Integration tests generated: 6

| # | Test method | Scenario |
|---|---|---|
| 1 | CreateAsync_Should_Persist_Entity_To_Database | Happy path + DB verification |
| 2 | CreateAsync_Should_Throw_AbpAuthorizationException_When_User_Lacks_Permission | Authorization denied |
| 3 | CreateAsync_Should_Throw_AbpValidationException_When_Email_Invalid | Validation failure |
| 4 | GetListAsync_Should_Not_Return_Soft_Deleted_Entities | Soft-delete filter |
| 5 | GetListAsync_Should_Only_Return_Current_Tenant_Entities | Multi-tenant isolation |
| 6 | CreateAsync_Should_Rollback_Transaction_When_Validation_Fails | UoW rollback |

Run with: dotnet test test/YourProject.Application.Tests

Common Pitfalls to Avoid

| Pitfall | Why it fails | Solution | |---|---|---| | Mocking IRepository | Integration test should use real repos | Remove all Substitute.For<IRepository>() | | Forgetting WithUnitOfWorkAsync | DB changes not committed/visible | Wrap all DB operations in UoW scope | | Not verifying DB state | Test only checks DTO, not persistence | Add second query to verify entity exists | | Reusing test data across tests | Tests fail when run in parallel | Seed fresh data per test | | Testing business logic already covered by unit tests | Wastes time, slows CI | Only test framework integration concerns | | Using raw SQL for seeding | Bypasses ABP infrastructure | Use repository + UoW for seeding |

When to Skip Integration Tests

Integration tests are slower and harder to maintain.
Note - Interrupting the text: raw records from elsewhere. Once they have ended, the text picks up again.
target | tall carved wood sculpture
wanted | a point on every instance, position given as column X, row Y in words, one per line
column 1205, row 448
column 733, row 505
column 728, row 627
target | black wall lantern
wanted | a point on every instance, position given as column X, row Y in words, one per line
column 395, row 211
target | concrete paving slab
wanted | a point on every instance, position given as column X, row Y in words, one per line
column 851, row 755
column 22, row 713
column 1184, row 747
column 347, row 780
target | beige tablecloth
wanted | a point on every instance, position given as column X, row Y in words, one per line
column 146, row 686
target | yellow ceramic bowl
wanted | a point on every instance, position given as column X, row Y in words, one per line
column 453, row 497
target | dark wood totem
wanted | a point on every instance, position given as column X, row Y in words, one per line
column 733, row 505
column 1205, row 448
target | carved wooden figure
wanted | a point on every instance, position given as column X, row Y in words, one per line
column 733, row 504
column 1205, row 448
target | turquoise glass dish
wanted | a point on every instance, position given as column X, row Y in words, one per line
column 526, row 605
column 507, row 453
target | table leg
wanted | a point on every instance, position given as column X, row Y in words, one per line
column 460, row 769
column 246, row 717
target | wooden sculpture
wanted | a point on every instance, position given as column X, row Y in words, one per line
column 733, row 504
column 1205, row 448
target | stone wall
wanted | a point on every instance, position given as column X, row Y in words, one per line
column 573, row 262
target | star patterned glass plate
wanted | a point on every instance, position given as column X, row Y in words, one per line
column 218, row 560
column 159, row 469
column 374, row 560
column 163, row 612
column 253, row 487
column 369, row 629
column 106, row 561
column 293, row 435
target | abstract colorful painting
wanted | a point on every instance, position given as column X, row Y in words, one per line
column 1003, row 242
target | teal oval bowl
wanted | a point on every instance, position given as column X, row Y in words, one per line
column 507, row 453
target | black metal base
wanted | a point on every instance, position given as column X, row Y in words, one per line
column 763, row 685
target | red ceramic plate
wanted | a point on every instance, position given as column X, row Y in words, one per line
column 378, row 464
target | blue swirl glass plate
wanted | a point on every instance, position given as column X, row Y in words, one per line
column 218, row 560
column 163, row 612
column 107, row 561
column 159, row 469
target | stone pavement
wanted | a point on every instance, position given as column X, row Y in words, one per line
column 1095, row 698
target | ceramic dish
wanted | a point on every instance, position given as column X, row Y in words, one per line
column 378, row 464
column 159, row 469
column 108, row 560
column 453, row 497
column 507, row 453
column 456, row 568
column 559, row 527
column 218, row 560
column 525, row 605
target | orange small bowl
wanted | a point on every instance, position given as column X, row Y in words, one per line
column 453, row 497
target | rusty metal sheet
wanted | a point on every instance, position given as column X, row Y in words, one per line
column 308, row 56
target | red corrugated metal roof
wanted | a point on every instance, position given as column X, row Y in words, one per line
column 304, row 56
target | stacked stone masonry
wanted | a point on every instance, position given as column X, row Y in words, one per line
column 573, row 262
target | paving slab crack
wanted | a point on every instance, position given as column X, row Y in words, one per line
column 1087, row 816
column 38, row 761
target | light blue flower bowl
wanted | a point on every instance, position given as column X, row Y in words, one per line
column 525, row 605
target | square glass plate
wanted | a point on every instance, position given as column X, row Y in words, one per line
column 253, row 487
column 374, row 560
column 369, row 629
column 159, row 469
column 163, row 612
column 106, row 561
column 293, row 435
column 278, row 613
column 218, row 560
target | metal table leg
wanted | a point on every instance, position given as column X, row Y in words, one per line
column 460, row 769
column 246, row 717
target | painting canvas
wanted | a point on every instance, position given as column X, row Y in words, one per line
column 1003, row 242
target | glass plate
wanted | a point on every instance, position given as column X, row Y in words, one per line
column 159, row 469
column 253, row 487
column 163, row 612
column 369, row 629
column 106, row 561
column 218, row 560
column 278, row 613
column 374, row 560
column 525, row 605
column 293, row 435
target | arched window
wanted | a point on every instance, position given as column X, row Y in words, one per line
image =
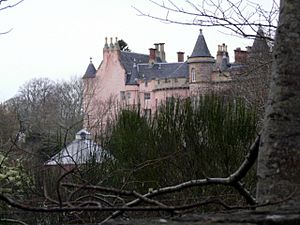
column 193, row 75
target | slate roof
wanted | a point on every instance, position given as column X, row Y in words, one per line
column 200, row 48
column 162, row 70
column 260, row 43
column 79, row 151
column 90, row 71
column 129, row 60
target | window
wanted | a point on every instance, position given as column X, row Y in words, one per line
column 147, row 95
column 122, row 95
column 147, row 113
column 193, row 75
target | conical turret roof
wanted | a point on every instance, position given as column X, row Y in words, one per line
column 90, row 71
column 201, row 49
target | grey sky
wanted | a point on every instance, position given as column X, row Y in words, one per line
column 55, row 38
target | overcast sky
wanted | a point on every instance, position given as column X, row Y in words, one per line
column 56, row 38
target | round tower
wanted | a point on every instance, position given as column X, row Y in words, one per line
column 201, row 65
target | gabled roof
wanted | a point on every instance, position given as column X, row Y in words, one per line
column 90, row 71
column 201, row 49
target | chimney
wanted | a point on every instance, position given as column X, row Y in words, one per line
column 221, row 53
column 157, row 50
column 180, row 56
column 240, row 56
column 111, row 45
column 162, row 53
column 106, row 44
column 152, row 55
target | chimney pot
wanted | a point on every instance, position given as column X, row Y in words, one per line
column 180, row 56
column 152, row 55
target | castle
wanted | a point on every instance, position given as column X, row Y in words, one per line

Skip them when:

• ✅ Unit tests already prove the logic works with mocked dependencies
• ✅ No ABP framework behavior is involved (repos, auth, filters, UoW, validation)
• ✅ Testing pure business rules with no database interaction
• ✅ Testing DTOs, value objects, or domain entities in isolation

Only write integration tests when framework integration is the thing being verified.